Tribunal Administratif de Lyon — Décision N° TA69-2306474

lundi 16 octobre 2023

JuridictionTribunal Administratif de Lyon
SectionTribunal Administratif de Lyon
N° DossierTA69-2306474
TypeDécision
RecoursExcès de pouvoir
PublicationD
FormationJU 9ème chambre
Avocat requérantFIRMIN

Texte intégral

Vu la procédure suivante :

Par une requête enregistrée le 31 juillet 2023, et des mémoires complémentaires enregistrés les 24 août 2023 et 26 septembre 2023, M. B D, représenté par Me Firmin, demande au tribunal, dans le dernier état de ses écritures :

1°) d'annuler les décisions en date du 18 juillet 2023 par lesquelles la préfète du Rhône lui a fait obligation de quitter le territoire français dans un délai de trente jours, a fixé le pays à destination duquel il pourra être reconduit d'office à l'expiration de ce délai et lui a fait interdiction de retourner sur le territoire français pendant une durée d'un an ;

2°) de mettre à la charge de l'Etat la somme de 1 200 euros à verser à son conseil au titre des dispositions combinées de l'article L. 761-1 du code de justice administrative et de l'article 37 de la loi du 10 juillet 1991, à charge pour ce dernier de renoncer au bénéfice de l'aide juridictionnelle.

Il soutient que

- la décision portant obligation de quitter le territoire français a été prise par une autorité incompétente ;

- la décision portant obligation de quitter le territoire français méconnaît le 1° de l'article L. 611-3 du code de l'entré et du séjour des étrangers et du droit d'asile ; elle méconnaît le principe de présomption de minorité ; l'expertise médicale ne peut être prise en compte dans l'appréciation de son âge dès lors qu'il n'a pas donné son consentement libre et éclairé à la réalisation des examens médicaux au sens de l'article R. 4127-36 du code de la santé publique ;

- la décision portant obligation de quitter le territoire français méconnaît l'article 3-1 de la convention internationale relative aux droits de l'enfant ;

- la décision portant obligation de quitter le territoire français méconnaît les alinéas 10 et 11 du préambule de la Constitution du 27 octobre 1946 ;

- la décision portant obligation de quitter le territoire français méconnaît l'article 8 de la convention européenne de sauvegarde des droits de l'homme et des libertés fondamentales ;

- il est fondé à exciper de l'illégalité de la décision l'obligeant à quitter le territoire français à l'appui de ses conclusions dirigées contre la décision fixant le pays de destination ;

- la décision portant interdiction de retour sur le territoire français est insuffisamment motivée ;

- la décision portant interdiction de retour sur le territoire français ne l'informe pas du caractère exécutoire spécifique de cette décision, en méconnaissance de l'article R. 613-6 du code de l'entrée et du séjour des étrangers et du droit d'asile ;

- la décision portant interdiction de retour sur le territoire français est entachée d'une erreur d'appréciation dans l'application des articles L. 612-6 et L. 612-10 du code de l'entrée et du séjour des étrangers et du droit d'asile.

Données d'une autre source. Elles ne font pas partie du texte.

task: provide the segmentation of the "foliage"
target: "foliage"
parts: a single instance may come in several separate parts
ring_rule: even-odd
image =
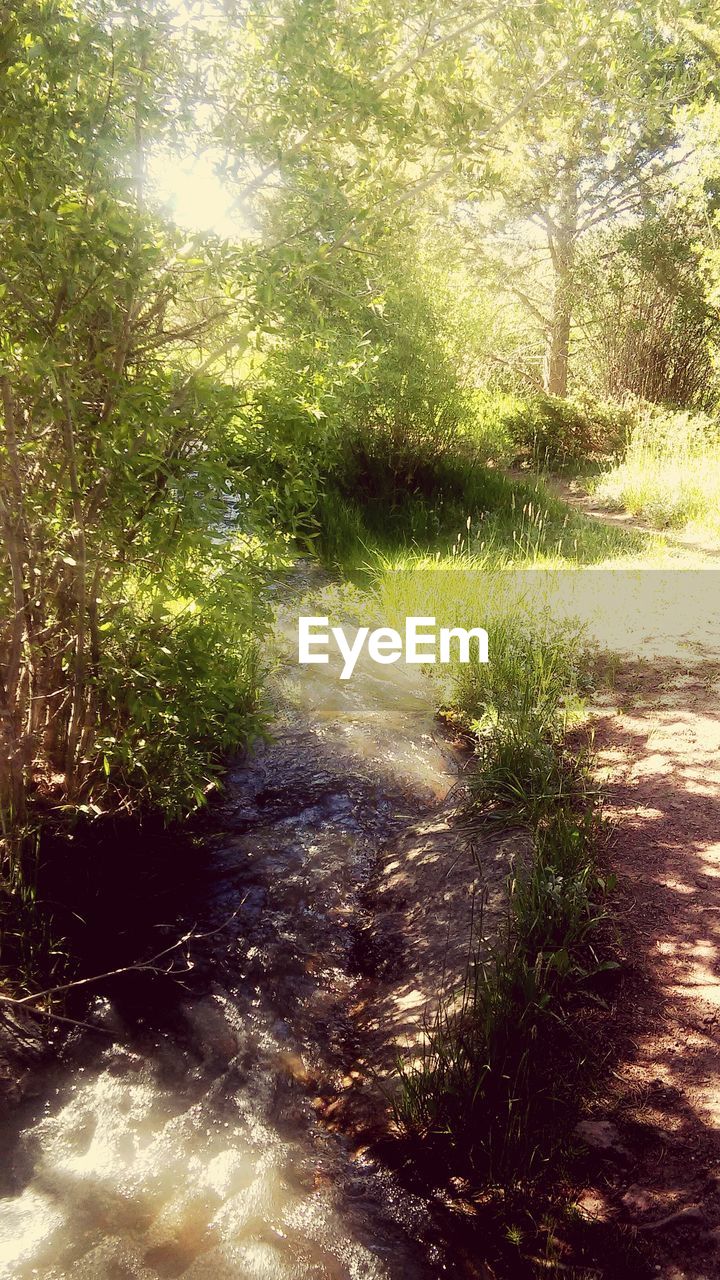
[[[589,761],[566,746],[581,715],[586,646],[577,625],[550,621],[522,573],[393,577],[399,584],[380,584],[391,622],[411,601],[440,625],[482,618],[487,627],[490,662],[458,664],[443,708],[477,740],[463,821],[471,839],[488,825],[528,837],[511,876],[507,937],[483,951],[481,907],[461,991],[440,1002],[419,1056],[399,1063],[396,1116],[448,1172],[473,1187],[508,1186],[545,1174],[565,1140],[583,1084],[576,1012],[607,967],[594,946],[604,885]]]
[[[100,671],[99,728],[84,806],[161,810],[204,803],[228,751],[262,733],[259,599],[272,561],[226,532],[168,561],[158,587],[126,579]],[[131,680],[128,680],[128,676]]]
[[[471,63],[491,5],[470,16],[462,4],[418,0],[229,8],[215,132],[237,158],[242,198],[261,193],[266,222],[269,212],[278,226],[277,206],[292,227],[289,272],[311,263],[332,279],[398,209],[468,172],[461,144],[489,153],[492,86],[473,79]]]
[[[588,397],[486,393],[473,436],[494,461],[557,471],[618,452],[631,422],[629,409]]]
[[[231,396],[192,357],[227,316],[227,262],[146,206],[146,138],[175,127],[181,79],[164,21],[146,19],[104,0],[3,11],[0,807],[20,822],[29,795],[68,812],[104,803],[108,771],[126,803],[194,802],[208,729],[222,707],[242,739],[231,703],[253,683],[247,605],[221,657],[202,587],[215,581]],[[189,320],[200,290],[210,305]],[[163,580],[178,597],[197,590],[197,635],[163,624]],[[208,724],[192,707],[203,696]],[[164,745],[147,746],[159,732]]]
[[[496,773],[501,795],[515,768]],[[604,885],[583,775],[564,779],[558,765],[559,789],[539,790],[547,781],[543,772],[524,784],[519,812],[533,836],[512,876],[505,944],[490,958],[478,950],[419,1061],[400,1065],[399,1122],[476,1186],[547,1175],[586,1083],[577,1011],[607,967],[593,945]]]
[[[603,504],[657,528],[720,532],[720,425],[705,414],[647,406],[624,456],[593,491]]]
[[[683,407],[717,396],[700,229],[678,210],[596,236],[578,265],[584,378],[601,395]]]
[[[609,0],[573,0],[532,13],[513,6],[493,42],[493,82],[506,112],[499,196],[490,203],[483,193],[465,221],[470,241],[498,264],[500,296],[519,301],[526,325],[539,329],[542,385],[551,394],[566,395],[572,382],[584,238],[638,215],[664,189],[678,106],[707,92],[711,77],[684,9],[668,22],[655,4],[620,10]],[[702,12],[710,6],[696,7],[696,21]]]
[[[522,574],[491,579],[482,607],[490,615],[493,661],[455,668],[452,702],[481,743],[486,734],[500,742],[507,733],[532,753],[557,742],[575,714],[583,642],[577,624],[550,623],[542,601],[523,598],[523,589]]]
[[[332,513],[392,522],[421,497],[437,521],[472,468],[467,334],[446,323],[437,263],[409,233],[397,239],[338,269],[332,288],[307,282],[236,424],[235,461],[258,518],[319,536],[326,553]]]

Par un mémoire en défense enregistré le 28 septembre 2023, après la production de pièces, les 10 août 2023, 20 et 21 septembre 2023, la préfète du Rhône conclut au rejet de la requête.

Elle fait valoir qu'aucun des moyens de la requête n'est fondé.

M. D a été admis au bénéfice de l'aide juridictionnelle totale, par une décision du bureau d'aide juridictionnelle en date du 7 août 2023.

La présidente du tribunal a désigné M. A pour statuer sur les litiges relatifs aux décisions portant mesure d'éloignement ou remise des ressortissants étrangers en application du code de l'entrée et du séjour des étrangers et du droit d'asile.

Vu les autres pièces du dossier.

Vu :

- le code de l'entrée et du séjour des étrangers et du droit d'asile ;

- le code civil ;

- la loi n° 91-647 du 10 juillet 1991 ;

- le code de justice administrative.

Ont été entendus au cours de l'audience publique :

- le rapport de M. A,

- les observations de Me Matricon, substituant Me Firmin, représentant M. C, qui a repris ses conclusions et moyens, en indiquant se désister de son moyen relatif à la compétence de l'auteur de l'acte ;

- les observations de M. C, assisté de M.El Attar Sofi, interprète en arabe.

La clôture de l'instruction a été fixée à l'issue de l'audience.

Considérant ce qui suit :

1. M. D, ressortissant algérien, soutient être entré irrégulièrement en France au cours du dernier trimestre de l'année 2022. Il demande au tribunal d'annuler les décisions en date du 18 juillet 2023 par lesquelles la préfète du Rhône lui a fait obligation de quitter le territoire français dans un délai de trente jours, a fixé le pays à destination duquel il pourra être reconduit d'office à l'expiration de ce délai et lui a fait interdiction de retourner sur le territoire français pendant une durée d'un an.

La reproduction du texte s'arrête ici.